Esse tipo de tragédia, em que o desejo por poder ou riqueza leva diretamente à queda de um personagem, é um dos temas recorrentes mais fortes na obra de Tolkien. Isso acontece no clímax de A Sociedade do Anel, quando Boromir (filho de Denethor e membro do grupo titular) decide que pode roubar o Um Anel e usar sua magia para restaurar a antiga glória de Gondor. Em vez disso, ele acaba se tornando paranoico, voltando-se contra seus amigos, fugindo para a floresta e sendo morto por um orc à espreita. Outro exemplo é o anão Thorin Escudo-de-Carvalho, em O Hobbit, que lidera um ataque bem-sucedido para matar o dragão Smaug na montanha de Erebor, mas acaba obcecado pelo ouro que encontra lá. Tolkien escreve:

“Durante longas horas nos últimos dias, Thorin havia passado no tesouro, e o desejo por ele pesava sobre ele.”
Seu orgulho e ganância eram tão grandes que ele se recusou a compartilhar qualquer parte do tesouro com os povos das terras vizinhas, que Smaug havia saqueado e pilhado por anos:

“Você colocou sua pior causa por último e em primeiro lugar,” respondeu Thorin. “Ao tesouro do meu povo, nenhum homem tem direito, porque Smaug, que o roubou de nós, também o privou de vida ou lar. O tesouro não era dele para que suas ações malignas fossem remediadas com uma parte dele.”
Inevitavelmente, isso leva à guerra, e Thorin morre. Suas últimas palavras são dirigidas ao hobbit Bilbo Bolseiro e, como convém a um livro originalmente escrito para crianças, elas expressam diretamente a moral da história:

“Se mais de nós déssemos valor à comida, à alegria e à música, em vez do ouro acumulado, o mundo seria mais feliz.”
Não poderia ser mais claro. E, no entanto, mais uma vez, Thiel e companhia parecem ter ignorado essa lição. Eles continuam acumulando riqueza em seus fundos ocultos e contas de aposentadoria, sentados sobre ela como dragões. Talvez a próxima empresa deles se chame “Smaug Capital”.

Claramente, Thiel, Vance e Yarvin não entendem o mínimo sobre Tolkien. Eles pegaram um autor que — apesar de ser suscetível ao racismo e ter um apreço excessivo por reis — sempre foi profundamente desconfiado de riqueza, poder e daqueles que os buscam, e transformaram suas palavras e símbolos em celebrações exatamente dessas coisas. “Palantir Technologies” é uma piada de mau gosto, exceto pelo fato de que é real. Mas isso não deveria ser surpreendente, pois esse tipo de pessoa do setor de tecnologia e finanças conservador geralmente tem grande dificuldade em compreender arte ou qualquer coisa que não seja um algoritmo voltado para maximizar lucros. Afinal, entender arte e literatura exige um certo nível de empatia, e eles não parecem acreditar nisso.

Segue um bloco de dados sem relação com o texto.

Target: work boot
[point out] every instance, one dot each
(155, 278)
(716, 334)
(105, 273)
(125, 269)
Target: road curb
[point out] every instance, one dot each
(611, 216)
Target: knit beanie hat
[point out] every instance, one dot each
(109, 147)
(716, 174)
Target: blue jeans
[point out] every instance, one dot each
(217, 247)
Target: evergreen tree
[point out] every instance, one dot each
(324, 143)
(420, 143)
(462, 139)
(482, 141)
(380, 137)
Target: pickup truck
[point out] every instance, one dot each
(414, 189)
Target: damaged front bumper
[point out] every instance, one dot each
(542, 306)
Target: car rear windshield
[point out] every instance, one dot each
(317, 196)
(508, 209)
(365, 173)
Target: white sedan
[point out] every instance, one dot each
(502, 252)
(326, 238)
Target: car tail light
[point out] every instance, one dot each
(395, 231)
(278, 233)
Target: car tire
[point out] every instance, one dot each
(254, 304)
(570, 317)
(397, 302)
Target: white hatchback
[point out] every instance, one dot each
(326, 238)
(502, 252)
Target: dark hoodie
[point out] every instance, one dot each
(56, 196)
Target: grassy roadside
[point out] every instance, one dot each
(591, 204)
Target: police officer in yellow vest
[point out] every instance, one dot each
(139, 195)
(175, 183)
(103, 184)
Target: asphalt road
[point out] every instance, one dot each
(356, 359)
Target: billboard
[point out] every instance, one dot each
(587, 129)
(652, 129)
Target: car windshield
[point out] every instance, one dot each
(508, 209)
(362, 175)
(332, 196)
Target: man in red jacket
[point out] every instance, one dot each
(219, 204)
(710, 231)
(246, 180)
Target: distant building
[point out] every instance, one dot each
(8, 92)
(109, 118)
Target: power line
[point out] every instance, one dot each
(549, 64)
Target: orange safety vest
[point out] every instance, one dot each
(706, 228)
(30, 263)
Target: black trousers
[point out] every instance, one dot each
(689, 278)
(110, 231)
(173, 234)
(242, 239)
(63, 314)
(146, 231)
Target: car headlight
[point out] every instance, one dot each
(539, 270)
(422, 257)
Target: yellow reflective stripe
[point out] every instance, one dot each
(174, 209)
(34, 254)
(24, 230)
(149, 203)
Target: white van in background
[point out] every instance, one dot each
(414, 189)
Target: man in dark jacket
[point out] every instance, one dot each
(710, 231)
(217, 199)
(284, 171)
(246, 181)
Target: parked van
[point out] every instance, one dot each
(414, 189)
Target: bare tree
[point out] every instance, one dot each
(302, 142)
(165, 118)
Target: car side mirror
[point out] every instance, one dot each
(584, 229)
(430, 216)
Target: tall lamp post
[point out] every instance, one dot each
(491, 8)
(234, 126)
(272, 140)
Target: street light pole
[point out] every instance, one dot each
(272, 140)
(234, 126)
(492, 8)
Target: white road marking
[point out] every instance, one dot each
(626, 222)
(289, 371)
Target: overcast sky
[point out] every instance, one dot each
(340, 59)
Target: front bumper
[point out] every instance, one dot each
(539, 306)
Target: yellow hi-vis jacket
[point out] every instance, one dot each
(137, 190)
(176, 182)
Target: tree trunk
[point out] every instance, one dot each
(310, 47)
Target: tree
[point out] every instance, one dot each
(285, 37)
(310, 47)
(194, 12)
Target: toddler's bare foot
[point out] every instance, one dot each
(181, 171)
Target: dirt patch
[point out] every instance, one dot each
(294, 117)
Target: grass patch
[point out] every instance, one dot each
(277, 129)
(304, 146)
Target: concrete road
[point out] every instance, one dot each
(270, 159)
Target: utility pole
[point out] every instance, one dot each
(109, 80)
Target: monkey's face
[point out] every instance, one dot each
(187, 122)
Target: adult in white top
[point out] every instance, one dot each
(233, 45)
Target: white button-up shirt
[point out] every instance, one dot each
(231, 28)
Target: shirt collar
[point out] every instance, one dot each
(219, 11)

Em um caso semelhante, o tabloide conservador britânico The Sun ficou indignado ao descobrir, em 2018, que estudantes “sensíveis” simpatizavam com o monstro de Frankenstein, de Mary Shelley, e acreditavam que ele era “incompreendido”—o que, na verdade, é exatamente a ideia central do livro. Hoje, algo parecido aconteceu com Tolkien, cujas obras estão sendo distorcidas e mal utilizadas por algumas das piores pessoas da atualidade. É uma pena, porque ele tem muitos conselhos valiosos para oferecer a elas—se ao menos colocassem de lado seu ego e sua ganância por tempo suficiente para ouvir.